There remains a persistent misconception about where exactly antimicrobial stewardship begins. This misconception is that the stewardship begins in the hospital hallways, but the reality is that by the time a prescription is written, multiple preventive opportunities have already been missed in our farms, homes, and environment. If antimicrobial stewardship is a powertrain guiding us to a future where antimicrobials remain effective, Infection Prevention and Control is the chassis providing structural integrity of this powertrain. When it is weak, downstream interventions become compensatory rather than preventive, and the costs, whether it's human lives or economic burden, are borne by the affected communities and society at large.
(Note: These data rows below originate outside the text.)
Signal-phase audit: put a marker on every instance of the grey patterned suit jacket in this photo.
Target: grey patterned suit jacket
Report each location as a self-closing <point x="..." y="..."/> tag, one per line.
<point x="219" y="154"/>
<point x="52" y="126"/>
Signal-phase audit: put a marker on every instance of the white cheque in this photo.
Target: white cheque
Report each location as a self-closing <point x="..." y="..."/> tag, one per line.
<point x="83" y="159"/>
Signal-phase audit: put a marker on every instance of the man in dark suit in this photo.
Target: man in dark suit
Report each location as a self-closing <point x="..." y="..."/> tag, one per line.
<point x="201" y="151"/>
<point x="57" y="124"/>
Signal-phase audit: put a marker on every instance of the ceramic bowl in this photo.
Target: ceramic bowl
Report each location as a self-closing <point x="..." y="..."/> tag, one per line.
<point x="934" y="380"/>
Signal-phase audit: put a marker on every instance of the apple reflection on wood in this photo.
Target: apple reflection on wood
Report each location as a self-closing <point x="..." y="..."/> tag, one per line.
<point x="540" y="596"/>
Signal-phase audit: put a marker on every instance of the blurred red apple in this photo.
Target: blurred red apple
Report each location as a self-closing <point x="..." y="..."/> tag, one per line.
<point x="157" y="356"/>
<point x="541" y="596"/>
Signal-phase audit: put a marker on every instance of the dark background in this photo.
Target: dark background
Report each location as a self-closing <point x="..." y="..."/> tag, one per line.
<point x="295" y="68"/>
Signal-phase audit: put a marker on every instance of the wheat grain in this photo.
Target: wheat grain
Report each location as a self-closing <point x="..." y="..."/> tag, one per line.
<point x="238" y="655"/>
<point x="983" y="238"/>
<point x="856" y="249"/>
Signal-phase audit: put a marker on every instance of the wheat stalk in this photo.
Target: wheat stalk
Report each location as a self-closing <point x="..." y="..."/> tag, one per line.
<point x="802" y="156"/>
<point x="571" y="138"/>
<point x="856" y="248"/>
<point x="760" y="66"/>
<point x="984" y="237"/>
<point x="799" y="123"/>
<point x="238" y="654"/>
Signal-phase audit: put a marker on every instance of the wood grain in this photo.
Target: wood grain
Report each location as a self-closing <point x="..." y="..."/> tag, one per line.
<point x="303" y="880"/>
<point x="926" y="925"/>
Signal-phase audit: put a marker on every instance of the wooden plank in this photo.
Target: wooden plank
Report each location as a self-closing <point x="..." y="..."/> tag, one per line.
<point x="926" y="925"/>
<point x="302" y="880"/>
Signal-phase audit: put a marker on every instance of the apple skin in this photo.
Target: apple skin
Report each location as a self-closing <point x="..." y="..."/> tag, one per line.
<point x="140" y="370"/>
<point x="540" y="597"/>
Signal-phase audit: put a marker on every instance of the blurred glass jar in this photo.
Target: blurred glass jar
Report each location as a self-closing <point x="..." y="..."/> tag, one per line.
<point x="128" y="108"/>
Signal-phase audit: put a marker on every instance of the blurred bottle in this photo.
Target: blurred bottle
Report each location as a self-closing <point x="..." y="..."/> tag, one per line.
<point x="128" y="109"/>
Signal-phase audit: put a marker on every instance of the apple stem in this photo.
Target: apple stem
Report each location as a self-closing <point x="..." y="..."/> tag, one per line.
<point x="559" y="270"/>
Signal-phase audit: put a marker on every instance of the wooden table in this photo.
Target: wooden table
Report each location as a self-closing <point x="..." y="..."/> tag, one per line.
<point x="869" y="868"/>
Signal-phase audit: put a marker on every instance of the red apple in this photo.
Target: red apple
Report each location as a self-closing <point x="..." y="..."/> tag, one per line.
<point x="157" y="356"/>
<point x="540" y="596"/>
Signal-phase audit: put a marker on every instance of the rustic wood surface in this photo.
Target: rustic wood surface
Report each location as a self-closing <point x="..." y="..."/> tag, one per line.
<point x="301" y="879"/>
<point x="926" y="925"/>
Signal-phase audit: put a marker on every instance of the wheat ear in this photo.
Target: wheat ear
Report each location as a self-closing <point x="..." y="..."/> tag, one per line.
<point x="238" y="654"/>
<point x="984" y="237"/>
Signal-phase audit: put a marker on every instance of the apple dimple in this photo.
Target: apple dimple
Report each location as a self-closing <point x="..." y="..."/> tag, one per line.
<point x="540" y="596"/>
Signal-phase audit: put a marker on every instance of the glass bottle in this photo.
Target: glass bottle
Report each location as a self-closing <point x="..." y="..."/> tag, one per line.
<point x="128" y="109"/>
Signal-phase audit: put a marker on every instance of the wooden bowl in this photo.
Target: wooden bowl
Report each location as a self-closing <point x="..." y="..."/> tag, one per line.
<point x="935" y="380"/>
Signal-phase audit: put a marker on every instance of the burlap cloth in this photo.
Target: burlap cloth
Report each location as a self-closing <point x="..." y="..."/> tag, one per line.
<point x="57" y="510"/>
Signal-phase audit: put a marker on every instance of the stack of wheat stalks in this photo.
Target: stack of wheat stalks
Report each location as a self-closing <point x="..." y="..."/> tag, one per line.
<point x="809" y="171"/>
Strengthening Infection Prevention and Control will require coordinated investment and a one- health approach in infrastructure, behavioral reinforcement, agricultural biosecurity, and community-level systems. Prevention must become the default rather than reactive. There is potential for future research to focus on context-specific implementation strategies that strengthen this structural foundation and shift stewardship from reactive containment to upstream prevention. As we contemplate the intersections of human, animal, and environmental health, the imperative is clear: fortifying IPC is not merely a technical endeavor but a scientific commitment to sustainable well-being in our communities.